World
Posted: 4 years ago

The Decoupling of GDP and Energy Growth

It’s long been axiomatic that economic growth and energy demand are linked. As economies grow, energy demand increases; if energy is constrained, GDP growth pulls back in turn. That’s been the case since the dawn of the Industrial Revolution, if not long before.

But past is not always prologue. Mckinsey's global energy perspective—part of a multiyear research effort examining the supply and demand of 55 types of energy across 30 sectors in some 146 countries—suggests that we’re beginning to see a decoupling between the rates of economic growth and energy demand, which in the decades ahead will become even more pronounced.

That’s not because the world will be less “energy hungry.” People will continue to use energy in their daily lives, and happily, in the decades ahead, more people will have access to more modern appliances and on-the-grid housing. Businesses will still need energy to run; economies will require it to grow. Nonetheless, new technologies and larger trends should cause the energy demand curve to flatten.

Indeed, the energy landscape as we know it is poised for foundational change between now and 2050. What does this mean for companies and their leaders? For starters, your core business model may be tested, and new opportunities—and challenges—beyond it will almost certainly arise. Moreover, determining the right path will require companies to adapt both urgently and in measured stages. Navigating the great decoupling will take resilience. Farsighted leaders should start preparing now.

Energy and industrialization: A slow burn

Energy demand has long tracked economic growth. So much so that for the past two centuries, the amounts of energy that economies need have increased virtually in lockstep with the amounts of wealth that economies create. And, to a remarkable degree, wealth creation has depended on a society’s proficiency at burning things.

In 1800, the fuel of choice was biomass, such as wood from fallen trees. Even during the latter half of the 19th century, after the United States and parts of Europe had begun to industrialize, many economies ran primarily on biomass. Biomass was highly inefficient as fuel, as almost all of its embodied energy was lost in its burning. Still, before widespread industrialization, the conversion loss was bearable; generally, there was enough wood to burn to make economies grow. The resulting wealth creation wasn’t enormous, but it was pointing up. Primary energy demand (the demand for energy in its raw form, before it has been converted to secondary energy such as electricity or district heating) pointed up as well, growing at about 1 percent per year from 1850 to 1900.

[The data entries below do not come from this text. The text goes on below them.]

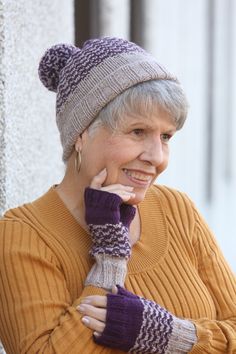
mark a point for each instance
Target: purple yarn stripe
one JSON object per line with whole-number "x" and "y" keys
{"x": 156, "y": 329}
{"x": 110, "y": 239}
{"x": 92, "y": 54}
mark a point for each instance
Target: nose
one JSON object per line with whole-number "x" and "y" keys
{"x": 153, "y": 152}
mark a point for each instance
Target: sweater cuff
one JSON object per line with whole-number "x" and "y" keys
{"x": 182, "y": 338}
{"x": 107, "y": 272}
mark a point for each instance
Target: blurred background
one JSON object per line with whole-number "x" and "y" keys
{"x": 194, "y": 39}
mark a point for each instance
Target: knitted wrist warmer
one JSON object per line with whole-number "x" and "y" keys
{"x": 108, "y": 220}
{"x": 137, "y": 325}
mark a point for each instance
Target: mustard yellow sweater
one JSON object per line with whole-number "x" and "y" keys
{"x": 44, "y": 262}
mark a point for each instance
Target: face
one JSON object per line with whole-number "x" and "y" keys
{"x": 134, "y": 155}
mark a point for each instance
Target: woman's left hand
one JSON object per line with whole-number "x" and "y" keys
{"x": 94, "y": 312}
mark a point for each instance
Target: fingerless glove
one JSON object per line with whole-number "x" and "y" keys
{"x": 108, "y": 219}
{"x": 137, "y": 325}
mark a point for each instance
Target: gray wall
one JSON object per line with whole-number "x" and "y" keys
{"x": 30, "y": 153}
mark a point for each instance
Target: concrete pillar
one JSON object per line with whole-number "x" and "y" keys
{"x": 110, "y": 18}
{"x": 30, "y": 152}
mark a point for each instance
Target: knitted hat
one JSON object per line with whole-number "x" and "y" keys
{"x": 86, "y": 79}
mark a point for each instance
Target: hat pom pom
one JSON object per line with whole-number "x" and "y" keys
{"x": 51, "y": 64}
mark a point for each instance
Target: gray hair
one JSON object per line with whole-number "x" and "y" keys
{"x": 143, "y": 99}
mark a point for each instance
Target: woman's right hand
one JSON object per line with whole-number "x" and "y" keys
{"x": 124, "y": 192}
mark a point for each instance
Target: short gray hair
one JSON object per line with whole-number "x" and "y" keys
{"x": 143, "y": 99}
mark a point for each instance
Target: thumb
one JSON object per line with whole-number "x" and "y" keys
{"x": 114, "y": 290}
{"x": 99, "y": 179}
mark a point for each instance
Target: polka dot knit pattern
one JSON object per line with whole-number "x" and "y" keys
{"x": 86, "y": 79}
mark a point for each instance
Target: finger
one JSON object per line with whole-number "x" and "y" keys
{"x": 124, "y": 194}
{"x": 95, "y": 300}
{"x": 99, "y": 179}
{"x": 92, "y": 311}
{"x": 114, "y": 290}
{"x": 117, "y": 187}
{"x": 93, "y": 324}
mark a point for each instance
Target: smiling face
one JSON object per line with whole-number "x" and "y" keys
{"x": 134, "y": 155}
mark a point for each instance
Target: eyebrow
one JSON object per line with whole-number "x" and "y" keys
{"x": 146, "y": 125}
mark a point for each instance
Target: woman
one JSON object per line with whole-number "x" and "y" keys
{"x": 106, "y": 262}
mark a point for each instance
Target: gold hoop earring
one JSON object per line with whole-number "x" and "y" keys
{"x": 78, "y": 160}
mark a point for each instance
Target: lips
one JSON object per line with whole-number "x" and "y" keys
{"x": 138, "y": 175}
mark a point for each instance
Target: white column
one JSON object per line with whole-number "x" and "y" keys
{"x": 30, "y": 152}
{"x": 112, "y": 18}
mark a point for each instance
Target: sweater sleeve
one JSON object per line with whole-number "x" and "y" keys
{"x": 37, "y": 313}
{"x": 215, "y": 336}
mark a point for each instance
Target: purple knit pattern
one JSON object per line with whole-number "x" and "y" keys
{"x": 108, "y": 220}
{"x": 155, "y": 331}
{"x": 110, "y": 239}
{"x": 51, "y": 64}
{"x": 103, "y": 207}
{"x": 93, "y": 53}
{"x": 136, "y": 325}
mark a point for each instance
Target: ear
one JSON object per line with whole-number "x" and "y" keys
{"x": 79, "y": 143}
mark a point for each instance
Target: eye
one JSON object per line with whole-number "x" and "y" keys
{"x": 166, "y": 138}
{"x": 138, "y": 131}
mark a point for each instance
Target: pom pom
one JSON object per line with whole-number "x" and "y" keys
{"x": 51, "y": 64}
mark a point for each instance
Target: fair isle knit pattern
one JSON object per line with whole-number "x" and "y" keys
{"x": 93, "y": 53}
{"x": 155, "y": 331}
{"x": 138, "y": 325}
{"x": 110, "y": 239}
{"x": 91, "y": 77}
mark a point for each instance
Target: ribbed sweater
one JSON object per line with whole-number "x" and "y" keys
{"x": 44, "y": 261}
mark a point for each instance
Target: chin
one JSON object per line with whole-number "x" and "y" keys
{"x": 138, "y": 198}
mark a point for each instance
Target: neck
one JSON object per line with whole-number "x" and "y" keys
{"x": 71, "y": 192}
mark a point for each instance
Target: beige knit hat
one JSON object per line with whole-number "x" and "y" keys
{"x": 86, "y": 79}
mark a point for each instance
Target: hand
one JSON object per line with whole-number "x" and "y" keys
{"x": 94, "y": 310}
{"x": 133, "y": 324}
{"x": 108, "y": 219}
{"x": 124, "y": 192}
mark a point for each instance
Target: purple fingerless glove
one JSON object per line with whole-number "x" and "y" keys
{"x": 108, "y": 220}
{"x": 137, "y": 325}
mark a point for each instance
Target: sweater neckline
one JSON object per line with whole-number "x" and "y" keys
{"x": 147, "y": 251}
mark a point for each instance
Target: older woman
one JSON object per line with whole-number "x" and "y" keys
{"x": 106, "y": 261}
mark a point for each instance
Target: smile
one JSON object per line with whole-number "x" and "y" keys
{"x": 139, "y": 176}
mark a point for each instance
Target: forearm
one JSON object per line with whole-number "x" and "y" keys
{"x": 108, "y": 222}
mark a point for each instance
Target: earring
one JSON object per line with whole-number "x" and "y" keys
{"x": 78, "y": 160}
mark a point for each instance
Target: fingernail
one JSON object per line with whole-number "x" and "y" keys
{"x": 85, "y": 301}
{"x": 96, "y": 334}
{"x": 85, "y": 320}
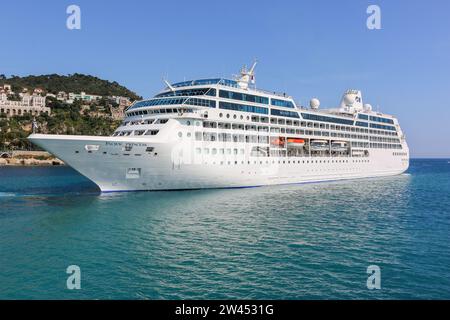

Then, at the turn of the 20th century, rates of both energy demand and economic growth took off. From 1900 to 1950—as horses gave way to cars, oil lamps to electric lighting, and ice boxes to refrigerators—primary energy demand nearly doubled. Economic growth rates soared as well; in the United States (by far the largest economy in the world), GDP per capita in 1950 was more than twice that of 1900.1 For that level of wealth creation, burning trees and other forms of biomass wouldn’t suffice.

But burning fossil fuels would suffice, and the 20th century’s embrace of petroleum (to accompany coal) sent production and consumption into overdrive. Fossil fuels lose about 40 to 70 percent of their embodied energy when converted into electrical or mechanical energy—a lot, but not when compared with the near-total loss incurred by burning wood. While larger economies need more tons of coal and barrels of petroleum to grow faster, the burning goes a longer way (Exhibit 1).

Over the second half of the 20th century, with living standards in the West and other advanced economies rising, the growth in energy demand accelerated even more. Those dynamics have continued into this century, as China has helped power global GDP to a median rise of 3.7 percent per year since 2000, with global energy demand continuing to rise as well. And 21st-century economies will continue their ascent. The world population will continue to grow, potentially reaching ten billion by midcentury; the plateauing of Chinese and Organisation for Economic Co-operation and Development (OECD) populations will be more than offset by significant increases in India, other parts of Asia, and, especially, Africa, where more than 50 percent of the world’s projected population increases will occur through 2050.